A commentary and resource on Law and Sexuality by Professor Chris Ashford and guests
Today and tomorrow are likely to be another interesting day in the Kentucky clerk residence saga. I posted yesterday morning over the Supreme Court decision which effectively meant that a Kentucky clerk would be required to issue marriage licenses despite her religious conviction that to do so was wrong. By the time Kim Davis had reported to work, things took a surprising turn given her refusal to still issue the licenses, resulting in my later post, and a series officious tweets from the LGBTQ community in response. Social media quickly became a sea of bile from all sides. The LGBTQ community are rightly angry.
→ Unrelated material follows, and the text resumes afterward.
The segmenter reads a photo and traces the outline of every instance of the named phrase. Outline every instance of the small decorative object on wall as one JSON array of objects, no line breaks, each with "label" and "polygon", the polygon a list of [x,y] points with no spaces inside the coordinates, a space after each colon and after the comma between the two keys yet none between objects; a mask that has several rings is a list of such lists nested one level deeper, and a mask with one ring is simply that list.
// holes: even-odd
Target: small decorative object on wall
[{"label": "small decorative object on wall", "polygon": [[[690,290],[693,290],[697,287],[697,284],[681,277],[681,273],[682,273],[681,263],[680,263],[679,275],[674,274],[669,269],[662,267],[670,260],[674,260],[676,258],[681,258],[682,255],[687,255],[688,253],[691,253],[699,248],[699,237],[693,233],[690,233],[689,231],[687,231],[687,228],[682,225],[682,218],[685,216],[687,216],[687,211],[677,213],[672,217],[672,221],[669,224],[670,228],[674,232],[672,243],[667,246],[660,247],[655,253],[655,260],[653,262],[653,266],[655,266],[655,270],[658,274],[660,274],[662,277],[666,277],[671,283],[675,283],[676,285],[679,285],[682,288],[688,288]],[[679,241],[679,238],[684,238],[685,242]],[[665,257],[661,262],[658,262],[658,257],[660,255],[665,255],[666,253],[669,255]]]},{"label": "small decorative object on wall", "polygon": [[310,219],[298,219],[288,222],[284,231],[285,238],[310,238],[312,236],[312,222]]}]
For many of those affected – those in their late twenties and above who are now seeking to marry – they grew up in any cases in a social, legal and political climate very different to today. Nobody likes someone saying “I don’t like you” to you. Imagine spending two thirds of your life (your school years) hearing that every day from the majority of people. Unlike Davis, you’re unlikely to have had much support. Those of us in our thirties or above, and no Internet, no online community to turn to you. You faced hate every single day. We came through. We survived.
When, having come through that survival we face hate once again, it is not just a hateful moment, it serves to re-awake the memory of hate. The memory of pain. It hurts. When people like Kim Davis effectively say ‘you are less than me, less than normal, less than deserves rights’, it is hateful. When it is someone who is a paid public official, it’s not just wrong, it’s illegal.
ACLU (the American Civil Liberties Union) and the American Civil Liberties Union of Kentucky yesterday evening Uk time filed two motions with a Kentucky district court to hold Rowan County Clerk Kim Davis accountable for her continuing refusal to issue marriage licenses to couples in the case Miller v. Davis.
The motions ask the court to hold Davis in contempt of court for failing to comply with its previous ruling and to clarify that Davis must issue marriage licenses to everybody, not just the four named couples in the case. The court set a contempt hearing for this Thursday, at which Davis will be required to answer to the judge for her violation of the order and could face steep fines.